There is one landscape chore that otherwise diligent property owners seem to consistently forget, avoid or kid themselves they can ignore.  People mow their grass, pull weeds, plant flowers, prune shrubs, build patios, retaining walls, firepits and ponds and completely miss one important part of landscape maintenance.

It’s tree pruning.  Plain old tree pruning.  Once every year or two, prune your trees.   On fairly new trees that have been in the landscape ten years or less, it’s fairly easy tree pruning that so often gets left undone.  Until it’s too late!

I see the unfortunate results of delay in tree pruning everywhere I go.  It is common – very common – to see properties that the owners keep in immaculate condition except for good and timely tree pruning.  The sad thing is that when tree pruning is delayed too long, it may not be possible to get tree structure that is as good as trees that get pruned regularly from an early age.

 If you are unsure about tree pruning consult an experience nursery professional or arborist or read books and pamphlets and research pruning on the internet and then go at it. 

By pruning yourself every one to two years during the first ten years you have the trees, and later when the tree is large enough to be beyond your safe reach, hiring the professional arborists or tree service to prune every three to five years, you will likely have a tree of great stature, beauty and durability.

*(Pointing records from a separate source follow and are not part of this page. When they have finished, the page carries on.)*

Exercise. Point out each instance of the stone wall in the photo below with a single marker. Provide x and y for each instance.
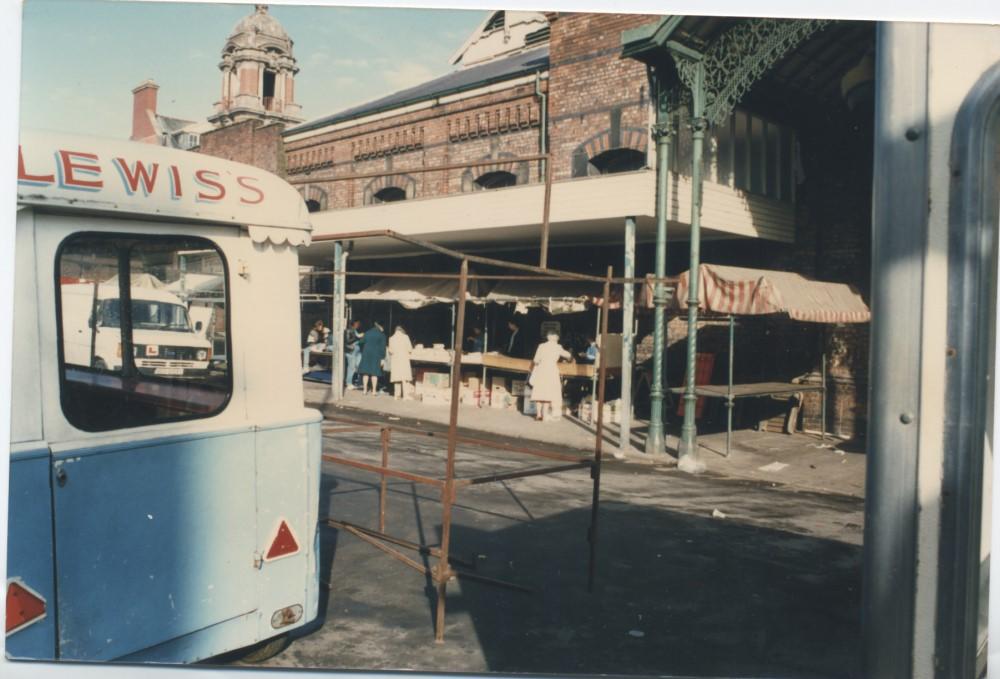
(598, 101)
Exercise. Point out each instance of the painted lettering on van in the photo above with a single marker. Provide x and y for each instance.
(81, 171)
(242, 181)
(208, 180)
(132, 175)
(72, 166)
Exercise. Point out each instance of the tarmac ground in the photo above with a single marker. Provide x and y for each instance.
(737, 571)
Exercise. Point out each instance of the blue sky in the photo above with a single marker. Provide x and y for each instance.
(81, 58)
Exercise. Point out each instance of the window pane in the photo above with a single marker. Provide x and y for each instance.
(757, 155)
(724, 152)
(785, 164)
(88, 300)
(771, 164)
(162, 355)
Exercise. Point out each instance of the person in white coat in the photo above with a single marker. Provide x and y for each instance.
(545, 381)
(400, 372)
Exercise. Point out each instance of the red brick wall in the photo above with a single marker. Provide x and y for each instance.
(251, 142)
(494, 125)
(143, 104)
(588, 81)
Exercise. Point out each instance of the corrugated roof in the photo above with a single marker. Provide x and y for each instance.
(529, 61)
(171, 125)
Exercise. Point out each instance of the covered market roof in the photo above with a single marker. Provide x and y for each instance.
(522, 63)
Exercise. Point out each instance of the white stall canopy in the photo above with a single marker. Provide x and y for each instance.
(417, 292)
(742, 291)
(556, 297)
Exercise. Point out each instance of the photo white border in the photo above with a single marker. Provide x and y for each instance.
(960, 11)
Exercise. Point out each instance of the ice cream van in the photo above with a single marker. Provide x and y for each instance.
(163, 505)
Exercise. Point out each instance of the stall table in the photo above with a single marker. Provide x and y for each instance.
(731, 392)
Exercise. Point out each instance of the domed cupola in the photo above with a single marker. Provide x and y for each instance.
(258, 73)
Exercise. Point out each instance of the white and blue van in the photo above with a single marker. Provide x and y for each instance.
(163, 506)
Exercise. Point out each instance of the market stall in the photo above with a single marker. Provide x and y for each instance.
(509, 373)
(730, 291)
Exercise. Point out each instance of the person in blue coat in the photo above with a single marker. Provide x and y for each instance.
(372, 353)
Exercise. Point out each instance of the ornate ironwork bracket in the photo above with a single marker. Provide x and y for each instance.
(742, 55)
(738, 59)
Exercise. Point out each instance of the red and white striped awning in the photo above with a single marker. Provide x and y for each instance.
(737, 290)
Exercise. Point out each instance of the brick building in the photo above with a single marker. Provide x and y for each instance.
(787, 178)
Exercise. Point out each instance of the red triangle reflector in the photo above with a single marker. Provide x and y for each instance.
(23, 607)
(283, 544)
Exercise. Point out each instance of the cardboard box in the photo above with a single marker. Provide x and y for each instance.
(483, 396)
(506, 362)
(527, 405)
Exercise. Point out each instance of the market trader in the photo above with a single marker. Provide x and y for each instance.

 On ornamental trees such as Flowering Crabs, Lilacs, Magnolia, Plum, Cherry and Mountain Ash that have mature heights of 25 feet or less, people sometimes decide to leave low branches on the tree between three and six feet above the ground.  If the ornamental tree is a real dwarf with a mature size of ten feet or less, these low branches can be an integral part of the purpose of having a dwarf tree:  small size and various kinds of unusual structure such as clumps, topiary, sphere on a stick, and low, horizontal or undulating lines.  Prune these trees with a sense of creative freedom and adventure. 

It is also just fine to prune ornamental trees that mature at 15-30 feet, so that it they have a higher canopy with the first branches at 7-12 feet.  While you don’t see these somewhat higher tree canopies as often on ornamental trees, there is nothing wrong with this approach. It allows people to walk freely underneath and sunlight to penetrate enough to keep grass growing nicely.

For shade trees, it is advisable to prune for higher canopies unless you have a specific reason to leave lots of low branches on your tree.  You may want to have a great climbing tree for your children or grandchildren, or feel you absolutely need the low level branches for screening.  If this is your decision, begin planning for some type of deep shade landscaping below the tree, since the canopy of a shade tree with branches 3-6 feet off the ground will allow only a very limited group of plants to survive in the heavy shade.

In most cases, when shade trees get to be 18″ to 48″ in diameter or more, the first branches ought to be at ten feet to twenty feet or more above ground level.  This allows for some sunlight penetration to ground level and keeps branches from touching vehicles and roof lines.  Over the years, prune out the steeply angled branches and branches rubbing on each other.  Keep branches that are more horizontal or angled up to 45 degrees to 55 degrees.  The lower angled branches are stronger. 

In summary – prune early and often during the first ten years of the life of your tree.  After that, hire professionals every 3-5 years to safely continue the pruning process.  In this way, you will have  beautiful, strong, long lived trees.